Hierarchical Neural Simulation-Based Inference Over Event Ensembles
Authors
Lukas Heinrich, Siddharth Mishra-Sharma, Chris Pollard, Philipp Windischhofer
Abstract
When analyzing real-world data it is common to work with event ensembles, which comprise sets of observations that collectively constrain the parameters of an underlying model of interest. Such models often have a hierarchical structure, where "local" parameters impact individual events and "global" parameters influence the entire dataset. We introduce practical approaches for frequentist and Bayesian dataset-wide probabilistic inference in cases where the likelihood is intractable, but simulations can be realized via a hierarchical forward model. We construct neural estimators for the likelihood(-ratio) or posterior and show that explicitly accounting for the model's hierarchical structure can lead to significantly tighter parameter constraints. We ground our discussion using case studies from the physical sciences, focusing on examples from particle physics and cosmology.
Concepts
The Big Picture
Imagine you’re a detective trying to identify a suspect, but you’re only allowed to interview witnesses one at a time, and you can’t compare notes. You’d get clues, but you’d miss the pattern that emerges when all the testimony is viewed together: the consistency that confirms a story, or the contradiction that blows it apart. Now swap the crime scene for a particle collider, the witnesses for individual collision events, and the suspect for a fundamental parameter of the universe. A new set of machine learning methods is finally letting scientists compare notes.

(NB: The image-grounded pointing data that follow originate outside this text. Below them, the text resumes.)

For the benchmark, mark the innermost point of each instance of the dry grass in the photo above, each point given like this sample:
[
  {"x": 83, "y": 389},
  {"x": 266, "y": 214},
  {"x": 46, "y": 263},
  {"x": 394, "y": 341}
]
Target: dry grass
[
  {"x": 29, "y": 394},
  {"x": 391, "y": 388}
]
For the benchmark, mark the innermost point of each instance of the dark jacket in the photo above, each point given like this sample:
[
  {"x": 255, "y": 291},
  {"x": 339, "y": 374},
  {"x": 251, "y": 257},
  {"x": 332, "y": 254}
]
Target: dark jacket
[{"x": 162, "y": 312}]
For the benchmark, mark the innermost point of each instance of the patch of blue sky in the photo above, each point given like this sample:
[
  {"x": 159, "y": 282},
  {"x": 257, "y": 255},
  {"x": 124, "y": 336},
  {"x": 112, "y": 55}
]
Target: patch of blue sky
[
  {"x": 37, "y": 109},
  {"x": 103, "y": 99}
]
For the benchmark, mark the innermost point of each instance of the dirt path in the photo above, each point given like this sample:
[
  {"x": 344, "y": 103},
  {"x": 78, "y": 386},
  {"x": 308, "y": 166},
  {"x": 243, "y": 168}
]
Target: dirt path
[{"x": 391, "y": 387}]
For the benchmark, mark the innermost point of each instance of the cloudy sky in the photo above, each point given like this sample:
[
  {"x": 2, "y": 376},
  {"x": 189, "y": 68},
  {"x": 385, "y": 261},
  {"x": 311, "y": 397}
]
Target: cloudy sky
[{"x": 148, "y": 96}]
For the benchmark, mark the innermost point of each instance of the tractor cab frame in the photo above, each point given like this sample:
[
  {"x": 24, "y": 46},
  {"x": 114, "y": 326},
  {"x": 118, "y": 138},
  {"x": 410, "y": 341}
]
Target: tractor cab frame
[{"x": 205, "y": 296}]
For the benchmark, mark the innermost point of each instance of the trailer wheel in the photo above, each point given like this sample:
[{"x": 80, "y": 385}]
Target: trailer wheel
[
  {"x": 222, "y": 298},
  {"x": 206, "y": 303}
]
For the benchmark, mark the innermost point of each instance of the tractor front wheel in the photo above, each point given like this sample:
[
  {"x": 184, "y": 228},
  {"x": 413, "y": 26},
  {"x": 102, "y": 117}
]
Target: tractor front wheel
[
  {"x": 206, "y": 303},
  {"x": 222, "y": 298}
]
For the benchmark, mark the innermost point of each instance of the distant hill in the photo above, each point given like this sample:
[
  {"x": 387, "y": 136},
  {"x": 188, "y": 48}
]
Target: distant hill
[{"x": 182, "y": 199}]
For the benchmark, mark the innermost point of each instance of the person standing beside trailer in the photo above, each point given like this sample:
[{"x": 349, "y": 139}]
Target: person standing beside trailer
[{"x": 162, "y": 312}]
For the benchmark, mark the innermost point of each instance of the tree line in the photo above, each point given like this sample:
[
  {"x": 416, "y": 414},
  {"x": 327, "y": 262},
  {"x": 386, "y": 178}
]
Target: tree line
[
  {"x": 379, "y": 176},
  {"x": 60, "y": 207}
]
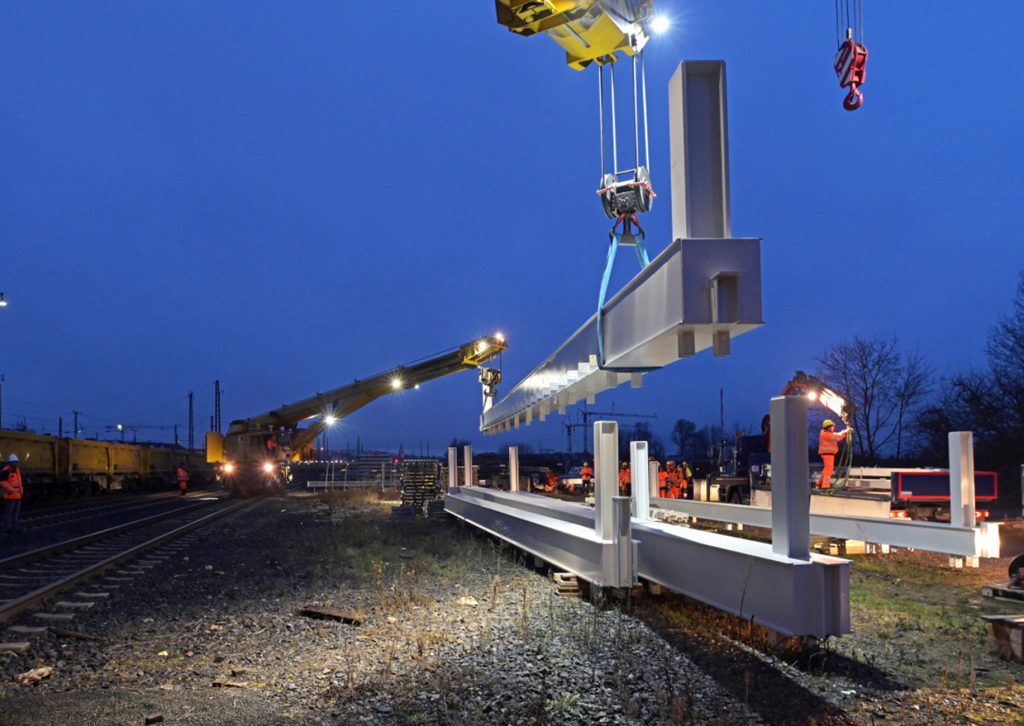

Physicists analyzing collider data or astronomical observations routinely work with event ensembles: large collections of individual measurements that, taken together, constrain some underlying physical model. These models have a layered structure. Some parameters are “global,” shaping every event in a dataset, while others are “local,” relevant only to a single measurement. Traditional approaches often treat each event in isolation before combining results, a shortcut that can severely underestimate the power of the full dataset.
There’s a second problem. The likelihood functions physicists use to calculate how probable a dataset is under a given theory are often impossible to compute exactly for complex simulations. You can run the simulation and observe the output, but you can’t write down its probability in closed form.
Researchers from TU Munich, MIT, IAIFI, and the University of Chicago have built a framework that tackles both problems at once, using neural networks that explicitly respect the model’s layered structure to extract much tighter parameter constraints.
Key Insight: By training neural networks on entire event ensembles while respecting the hierarchical structure of the underlying physics model, the authors achieve substantially tighter parameter constraints than methods that analyze events one by one.
How It Works
The core challenge is simulation-based inference (SBI): learning about a model when you can run simulations but can’t compute exact probabilities. Traditional SBI trains a neural network to estimate likelihoods from single observations. But real physics datasets don’t come as isolated points. They come as ensembles of many events, jointly constrained by the same global parameters.
The authors formalize the layered structure mathematically. Every dataset is governed by global parameters θ (things like a particle interaction cross-section or dark matter mass) and per-event local parameters z_i, specific to each individual measurement. A naive approach handles local parameters one event at a time, then multiplies the results. The authors prove this is only valid under specific conditions, and violating them leads to systematically wrong or miscalibrated results.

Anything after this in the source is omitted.